Margret folgte ihrer Tante.

Wie jedes Mal, wenn sie im Schloß eingeladen war, war Margret heilfroh, als sich die Damen nach den vielen Gängen endlich zum Kaffee in den kleinen Blauen Salon zurückzogen.

„Hat dir William erzählt, daß wir morgen einen sehr wichtigen Gast erwarten?“ fragte die Gräfin Margrets Mutter.

„Nein, er hat nichts erwähnt“, antwortete Lady Evelyn.

„Der Duc d’Abencom kommt zu uns“, berichtete die Gräfin. „Du hast vielleicht schon von ihm gehört. Er ist der beste Freund und Cousin des Prinzen Alexander von Vallon.“

„Ich dachte, daß Vallon nach dem Abzug der Deutschen von Frankreich annektiert worden ist“, sagte Lady Evelyn.

„Das stimmt auch“, bemerkte die Gräfin. „Es wundert mich immer wieder, Evelyn, daß du bei dem Leben, das du führst, doch so gut informiert bist.“

„Weil man im Dorf wohnt, muß man deshalb nicht systematisch abstumpfen.“ Lady Evelyns Wangen röteten sich.

„William hat große Neuigkeiten mitgebracht“, sagte die Gräfin. „Vallon soll wieder ein unabhängiges Fürstentum werden.“

„Phantastisch!“ rief Lady Evelyn. „Ich fand es immer unfair, daß man dem Ländchen die Unabhängigkeit genommen hat.“

„Großbritannien hat sich sehr für Vallon eingesetzt“, fuhr die Gräfin fort, „und deshalb ist dem Prinzen Alexander nahegelegt worden, sich, falls Vallon weiterhin von England unterstützt werden soll, eine Engländerin zur Frau zu nehmen.“

„Eine Engländerin“, wiederholte Lady Evelyn.

 

„Ja. Und der Duc will mit uns über eine eventuelle Heirat zwischen dem Prinzen und Clementine sprechen.“

„Das ist ja fabelhaft!“ rief Lady Evelyn. „Du bist sicher sehr stolz.“

„Ich habe schon immer gefunden, daß Clementine etwas Königliches an sich hat“, bemerkte die Gräfin. „Sie ist einfach zu gut für einen ebenbürtigen Mann, ganz gleich, wie wichtig seine Stellung in der Gesellschaft ist. William sagt, daß Prinz Alexander ein Traum von einem Mann ist. Wie dem auch sei, morgen werden wir von dem Duc mehr erfahren.“

„Sicherlich“, sagte Lady Evelyn.

„Ich werde übrigens bald mit Clementine nach Paris reisen müssen“, fuhr die Gräfin fort. „William hat mich gebeten, Margret mitzunehmen.“

Margret, die sich bisher nicht an der Unterhaltung beteiligt hatte, richtete sich in ihrem Sessel auf.

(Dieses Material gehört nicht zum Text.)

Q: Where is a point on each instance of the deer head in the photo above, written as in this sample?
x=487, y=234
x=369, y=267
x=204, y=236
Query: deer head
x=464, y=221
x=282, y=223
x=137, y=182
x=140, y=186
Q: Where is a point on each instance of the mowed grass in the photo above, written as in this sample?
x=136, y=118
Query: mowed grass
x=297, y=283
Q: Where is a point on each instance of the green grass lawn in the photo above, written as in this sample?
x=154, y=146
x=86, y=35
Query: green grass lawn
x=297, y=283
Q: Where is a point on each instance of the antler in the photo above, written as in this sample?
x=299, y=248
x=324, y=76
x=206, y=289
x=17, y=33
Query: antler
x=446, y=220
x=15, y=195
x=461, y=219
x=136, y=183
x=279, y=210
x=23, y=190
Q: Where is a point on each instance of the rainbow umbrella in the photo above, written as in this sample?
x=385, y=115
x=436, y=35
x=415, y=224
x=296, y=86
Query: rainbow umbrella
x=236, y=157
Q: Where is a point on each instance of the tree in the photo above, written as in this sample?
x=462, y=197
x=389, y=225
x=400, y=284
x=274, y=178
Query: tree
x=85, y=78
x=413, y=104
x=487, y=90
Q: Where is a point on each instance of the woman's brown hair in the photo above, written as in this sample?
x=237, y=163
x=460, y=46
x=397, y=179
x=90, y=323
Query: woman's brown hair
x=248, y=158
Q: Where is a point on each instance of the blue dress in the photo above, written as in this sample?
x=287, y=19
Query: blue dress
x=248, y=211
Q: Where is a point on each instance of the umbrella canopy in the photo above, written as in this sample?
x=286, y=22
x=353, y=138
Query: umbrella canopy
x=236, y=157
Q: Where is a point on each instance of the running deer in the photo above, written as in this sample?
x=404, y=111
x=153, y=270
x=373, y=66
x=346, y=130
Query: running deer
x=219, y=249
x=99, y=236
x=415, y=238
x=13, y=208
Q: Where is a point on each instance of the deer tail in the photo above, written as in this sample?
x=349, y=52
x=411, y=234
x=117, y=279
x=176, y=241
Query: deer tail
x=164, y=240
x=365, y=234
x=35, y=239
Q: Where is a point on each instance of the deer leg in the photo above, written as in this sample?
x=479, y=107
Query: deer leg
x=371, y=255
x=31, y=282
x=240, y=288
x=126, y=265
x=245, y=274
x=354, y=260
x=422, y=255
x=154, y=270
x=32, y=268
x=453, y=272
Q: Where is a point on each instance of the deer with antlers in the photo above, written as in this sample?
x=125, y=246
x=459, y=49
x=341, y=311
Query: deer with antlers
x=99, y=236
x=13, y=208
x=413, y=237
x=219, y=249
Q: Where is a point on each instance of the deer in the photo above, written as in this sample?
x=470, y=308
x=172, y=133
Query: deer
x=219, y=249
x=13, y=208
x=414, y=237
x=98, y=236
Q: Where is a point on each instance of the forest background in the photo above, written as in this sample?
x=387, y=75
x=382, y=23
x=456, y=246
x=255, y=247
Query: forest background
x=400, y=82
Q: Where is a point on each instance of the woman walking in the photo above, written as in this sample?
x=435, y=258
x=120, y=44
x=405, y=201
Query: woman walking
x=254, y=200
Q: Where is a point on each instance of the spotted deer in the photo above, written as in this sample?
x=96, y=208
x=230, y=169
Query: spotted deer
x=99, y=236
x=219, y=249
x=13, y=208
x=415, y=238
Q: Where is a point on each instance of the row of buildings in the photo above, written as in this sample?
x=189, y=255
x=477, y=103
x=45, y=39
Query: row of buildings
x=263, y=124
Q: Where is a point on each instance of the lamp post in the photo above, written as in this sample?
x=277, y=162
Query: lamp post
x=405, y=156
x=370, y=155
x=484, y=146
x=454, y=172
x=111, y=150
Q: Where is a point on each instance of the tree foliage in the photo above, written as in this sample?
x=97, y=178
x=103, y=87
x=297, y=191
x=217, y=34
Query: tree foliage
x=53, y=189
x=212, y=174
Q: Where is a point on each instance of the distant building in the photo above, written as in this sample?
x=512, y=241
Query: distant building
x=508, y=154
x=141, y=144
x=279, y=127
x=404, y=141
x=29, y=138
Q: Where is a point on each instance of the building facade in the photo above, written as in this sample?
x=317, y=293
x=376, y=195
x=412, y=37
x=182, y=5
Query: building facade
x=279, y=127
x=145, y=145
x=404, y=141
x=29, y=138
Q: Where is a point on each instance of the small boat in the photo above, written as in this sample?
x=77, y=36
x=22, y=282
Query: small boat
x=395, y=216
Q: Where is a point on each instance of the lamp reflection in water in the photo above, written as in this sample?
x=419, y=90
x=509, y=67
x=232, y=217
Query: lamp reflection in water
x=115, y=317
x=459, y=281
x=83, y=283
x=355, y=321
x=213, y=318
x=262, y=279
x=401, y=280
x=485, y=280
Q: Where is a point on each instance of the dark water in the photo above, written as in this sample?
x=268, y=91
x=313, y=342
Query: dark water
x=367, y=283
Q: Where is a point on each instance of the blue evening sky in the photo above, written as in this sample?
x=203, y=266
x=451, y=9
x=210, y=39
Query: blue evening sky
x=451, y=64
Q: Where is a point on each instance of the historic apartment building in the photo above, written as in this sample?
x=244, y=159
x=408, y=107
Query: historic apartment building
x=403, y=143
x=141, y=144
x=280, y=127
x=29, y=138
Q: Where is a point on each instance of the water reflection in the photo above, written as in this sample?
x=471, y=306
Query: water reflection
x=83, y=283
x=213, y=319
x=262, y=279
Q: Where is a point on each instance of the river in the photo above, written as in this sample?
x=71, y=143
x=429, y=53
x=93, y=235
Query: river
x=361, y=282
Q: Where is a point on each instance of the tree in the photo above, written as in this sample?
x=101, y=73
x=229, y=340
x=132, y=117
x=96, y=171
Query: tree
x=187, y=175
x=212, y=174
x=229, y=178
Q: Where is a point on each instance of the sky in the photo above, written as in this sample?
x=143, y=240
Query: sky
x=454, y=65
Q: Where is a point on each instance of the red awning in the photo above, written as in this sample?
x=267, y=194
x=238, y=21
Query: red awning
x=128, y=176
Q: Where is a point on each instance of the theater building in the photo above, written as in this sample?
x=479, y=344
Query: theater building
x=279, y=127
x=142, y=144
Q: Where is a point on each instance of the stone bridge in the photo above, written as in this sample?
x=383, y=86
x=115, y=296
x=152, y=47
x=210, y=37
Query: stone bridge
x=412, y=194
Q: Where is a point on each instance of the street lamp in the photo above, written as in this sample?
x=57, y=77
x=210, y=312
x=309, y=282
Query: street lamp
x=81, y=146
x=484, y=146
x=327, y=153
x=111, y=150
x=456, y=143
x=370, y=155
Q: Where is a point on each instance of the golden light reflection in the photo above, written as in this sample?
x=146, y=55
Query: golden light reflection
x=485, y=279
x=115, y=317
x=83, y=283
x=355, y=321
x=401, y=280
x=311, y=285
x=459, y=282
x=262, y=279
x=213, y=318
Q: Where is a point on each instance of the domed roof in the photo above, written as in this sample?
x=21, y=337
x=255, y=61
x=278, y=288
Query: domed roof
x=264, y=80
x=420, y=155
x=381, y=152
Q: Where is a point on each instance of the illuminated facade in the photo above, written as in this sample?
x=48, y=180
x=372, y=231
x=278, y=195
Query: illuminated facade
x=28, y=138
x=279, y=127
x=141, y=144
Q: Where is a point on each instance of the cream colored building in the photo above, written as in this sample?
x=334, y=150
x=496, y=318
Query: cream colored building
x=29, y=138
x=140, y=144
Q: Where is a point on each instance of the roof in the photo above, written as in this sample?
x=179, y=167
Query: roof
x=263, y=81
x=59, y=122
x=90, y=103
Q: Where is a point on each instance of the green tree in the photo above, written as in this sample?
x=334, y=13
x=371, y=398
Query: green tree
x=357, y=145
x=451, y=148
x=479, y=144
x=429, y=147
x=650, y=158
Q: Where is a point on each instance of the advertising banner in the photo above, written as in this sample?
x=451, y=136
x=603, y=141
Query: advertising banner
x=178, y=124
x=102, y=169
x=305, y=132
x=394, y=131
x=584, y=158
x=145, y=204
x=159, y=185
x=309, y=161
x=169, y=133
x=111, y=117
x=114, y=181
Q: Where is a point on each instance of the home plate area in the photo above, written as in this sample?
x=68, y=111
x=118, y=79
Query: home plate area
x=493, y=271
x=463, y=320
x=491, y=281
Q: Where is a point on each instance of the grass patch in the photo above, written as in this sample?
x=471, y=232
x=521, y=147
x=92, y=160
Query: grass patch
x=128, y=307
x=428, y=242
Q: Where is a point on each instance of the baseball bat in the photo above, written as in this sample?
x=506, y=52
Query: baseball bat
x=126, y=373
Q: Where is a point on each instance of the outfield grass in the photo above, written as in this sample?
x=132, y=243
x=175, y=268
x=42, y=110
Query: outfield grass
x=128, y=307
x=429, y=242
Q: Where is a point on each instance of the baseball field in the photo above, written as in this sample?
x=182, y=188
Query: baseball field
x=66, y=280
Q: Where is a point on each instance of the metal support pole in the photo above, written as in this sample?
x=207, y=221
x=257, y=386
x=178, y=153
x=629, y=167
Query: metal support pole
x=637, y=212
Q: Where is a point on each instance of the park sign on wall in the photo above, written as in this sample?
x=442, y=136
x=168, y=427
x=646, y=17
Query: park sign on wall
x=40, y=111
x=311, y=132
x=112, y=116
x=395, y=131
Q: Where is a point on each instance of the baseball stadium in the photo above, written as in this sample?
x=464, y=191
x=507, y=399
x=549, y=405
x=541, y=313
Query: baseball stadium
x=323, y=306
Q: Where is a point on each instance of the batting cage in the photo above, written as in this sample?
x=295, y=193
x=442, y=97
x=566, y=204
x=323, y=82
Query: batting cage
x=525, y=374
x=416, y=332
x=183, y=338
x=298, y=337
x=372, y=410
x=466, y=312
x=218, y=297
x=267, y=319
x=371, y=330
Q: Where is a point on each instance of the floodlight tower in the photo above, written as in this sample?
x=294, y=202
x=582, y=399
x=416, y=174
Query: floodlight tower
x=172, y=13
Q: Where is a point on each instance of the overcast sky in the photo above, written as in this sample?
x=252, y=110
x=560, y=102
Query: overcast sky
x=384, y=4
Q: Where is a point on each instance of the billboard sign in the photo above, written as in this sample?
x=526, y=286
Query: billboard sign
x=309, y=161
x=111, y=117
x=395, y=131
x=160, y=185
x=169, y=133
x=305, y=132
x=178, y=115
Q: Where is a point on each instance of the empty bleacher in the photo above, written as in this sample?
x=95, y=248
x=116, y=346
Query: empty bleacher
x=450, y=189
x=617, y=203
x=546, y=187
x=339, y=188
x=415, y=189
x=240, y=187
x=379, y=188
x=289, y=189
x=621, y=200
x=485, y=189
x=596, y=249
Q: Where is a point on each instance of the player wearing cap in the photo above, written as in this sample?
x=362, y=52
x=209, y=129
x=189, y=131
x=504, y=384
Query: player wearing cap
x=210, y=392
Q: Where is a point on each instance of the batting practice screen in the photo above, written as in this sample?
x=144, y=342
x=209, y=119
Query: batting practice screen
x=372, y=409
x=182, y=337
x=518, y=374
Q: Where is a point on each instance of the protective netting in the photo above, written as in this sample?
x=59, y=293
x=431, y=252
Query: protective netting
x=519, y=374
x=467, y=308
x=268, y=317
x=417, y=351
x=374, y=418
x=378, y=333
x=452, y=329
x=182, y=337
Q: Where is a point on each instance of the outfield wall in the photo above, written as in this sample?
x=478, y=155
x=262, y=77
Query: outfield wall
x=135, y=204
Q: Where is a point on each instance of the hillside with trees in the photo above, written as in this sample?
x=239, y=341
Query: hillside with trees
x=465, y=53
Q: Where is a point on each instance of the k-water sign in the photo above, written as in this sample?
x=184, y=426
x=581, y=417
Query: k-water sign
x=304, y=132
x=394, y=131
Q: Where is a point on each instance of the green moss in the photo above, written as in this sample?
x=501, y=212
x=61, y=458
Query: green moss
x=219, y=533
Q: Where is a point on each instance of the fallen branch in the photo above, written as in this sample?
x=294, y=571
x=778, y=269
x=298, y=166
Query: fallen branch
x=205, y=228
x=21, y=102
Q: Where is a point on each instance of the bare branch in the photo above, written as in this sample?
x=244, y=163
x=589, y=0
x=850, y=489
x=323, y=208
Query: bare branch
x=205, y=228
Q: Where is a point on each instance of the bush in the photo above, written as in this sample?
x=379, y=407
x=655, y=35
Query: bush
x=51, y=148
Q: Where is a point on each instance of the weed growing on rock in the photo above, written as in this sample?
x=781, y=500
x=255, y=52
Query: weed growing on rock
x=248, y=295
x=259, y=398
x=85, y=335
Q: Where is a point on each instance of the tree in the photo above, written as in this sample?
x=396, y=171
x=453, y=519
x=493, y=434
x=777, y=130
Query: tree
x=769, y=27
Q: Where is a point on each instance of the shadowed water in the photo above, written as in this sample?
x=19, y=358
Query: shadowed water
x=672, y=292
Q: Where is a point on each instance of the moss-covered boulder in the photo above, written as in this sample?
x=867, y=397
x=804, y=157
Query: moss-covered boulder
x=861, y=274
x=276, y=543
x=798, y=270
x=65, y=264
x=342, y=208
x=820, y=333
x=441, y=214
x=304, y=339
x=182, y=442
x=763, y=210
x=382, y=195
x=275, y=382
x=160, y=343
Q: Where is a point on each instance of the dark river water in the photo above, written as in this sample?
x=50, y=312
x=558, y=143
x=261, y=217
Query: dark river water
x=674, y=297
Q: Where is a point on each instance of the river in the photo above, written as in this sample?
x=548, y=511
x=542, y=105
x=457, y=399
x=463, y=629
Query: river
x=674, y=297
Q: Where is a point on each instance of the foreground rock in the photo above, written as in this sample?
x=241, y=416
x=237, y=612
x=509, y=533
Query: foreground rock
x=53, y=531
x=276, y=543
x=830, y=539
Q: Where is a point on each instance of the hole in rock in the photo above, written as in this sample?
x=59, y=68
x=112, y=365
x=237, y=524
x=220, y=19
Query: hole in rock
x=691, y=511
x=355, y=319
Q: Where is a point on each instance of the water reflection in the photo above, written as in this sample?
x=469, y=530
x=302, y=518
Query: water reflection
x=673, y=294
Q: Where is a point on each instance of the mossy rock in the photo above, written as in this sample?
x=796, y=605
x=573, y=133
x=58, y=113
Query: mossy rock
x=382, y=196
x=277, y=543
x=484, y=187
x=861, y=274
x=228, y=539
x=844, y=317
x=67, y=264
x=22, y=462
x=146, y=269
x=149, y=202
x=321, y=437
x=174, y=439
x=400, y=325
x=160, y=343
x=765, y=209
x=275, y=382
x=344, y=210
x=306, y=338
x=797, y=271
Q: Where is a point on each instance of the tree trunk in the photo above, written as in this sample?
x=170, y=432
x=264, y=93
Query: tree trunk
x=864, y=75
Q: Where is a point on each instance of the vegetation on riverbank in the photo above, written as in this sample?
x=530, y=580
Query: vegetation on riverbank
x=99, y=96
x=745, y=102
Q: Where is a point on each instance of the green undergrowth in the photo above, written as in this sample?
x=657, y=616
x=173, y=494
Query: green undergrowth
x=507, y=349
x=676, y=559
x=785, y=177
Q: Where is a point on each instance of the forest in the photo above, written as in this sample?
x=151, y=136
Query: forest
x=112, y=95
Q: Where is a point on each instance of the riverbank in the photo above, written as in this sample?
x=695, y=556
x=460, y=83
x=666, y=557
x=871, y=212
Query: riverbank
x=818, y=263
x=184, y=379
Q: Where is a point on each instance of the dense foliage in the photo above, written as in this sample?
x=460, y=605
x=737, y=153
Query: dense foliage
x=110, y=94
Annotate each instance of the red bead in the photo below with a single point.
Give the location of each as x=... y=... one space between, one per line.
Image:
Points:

„Soll das heißen, daß ich wirklich mitkommen darf, Tante Louise?“ fragte sie.

„Das habe ich doch eben gesagt, Margret. Hörst du denn nie richtig zu?“ Die Tante schickte einen gelangweilt verzweifelten Blick zur Decke. „Ich persönlich finde es höchst unnötig, daß du die Reise mitmachst, aber William besteht darauf. Er will dich den Freunden vorstellen, mit denen er in den letzten Jahren zusammengearbeitet hat. Du solltest also spätestens in einer Woche reisebereit sein, Margret.“

„Aber Louise!“ rief Lady Evelyn. „Margret hat doch nichts zum Anziehen.“

„Das ist mir schon klar“, bemerkte die Gräfin spitz. „Sobald der Duc wieder abgereist ist, fahre ich mit Clementine nach London zum Einkaufen. Ich werde etwas für Margret mitbringen. Außerdem schicke ich euch morgen alte Sachen ins Pfarrhaus. Du mußt dich eben gleich ans Ändern machen, Evelyn.“

„Wenn die Sachen nicht zu sehr aus der Mode sind, dürfte das Ändern kein Problem sein.“

Margret hatte ihre Mutter selten so scharf zurückgeben hören. Die Gräfin wollte es ihr mit einer bösen Bemerkung heimzahlen, aber in dem Moment ging zum Glück die Tür auf, und die Herren kamen herein. Margret sah ihrem Vater auf den ersten Blick an, daß er sich von dem Grafen hatte überfahren lassen.

Auch Lady Evelyn schien es sofort gemerkt zu haben. Wie um ihrem Mann zu beweisen, daß auf dieser Welt nur ihre Liebe und die gemeinsame Familie wirklich Gewicht hatte, ging sie zu ihm und legte ihm eine Hand auf den Arm.

„Wir sollten dich nicht zu lange um deinen Schlaf berauben, der dir doch so wichtig ist“, sagte sie zu ihrem Halbbruder.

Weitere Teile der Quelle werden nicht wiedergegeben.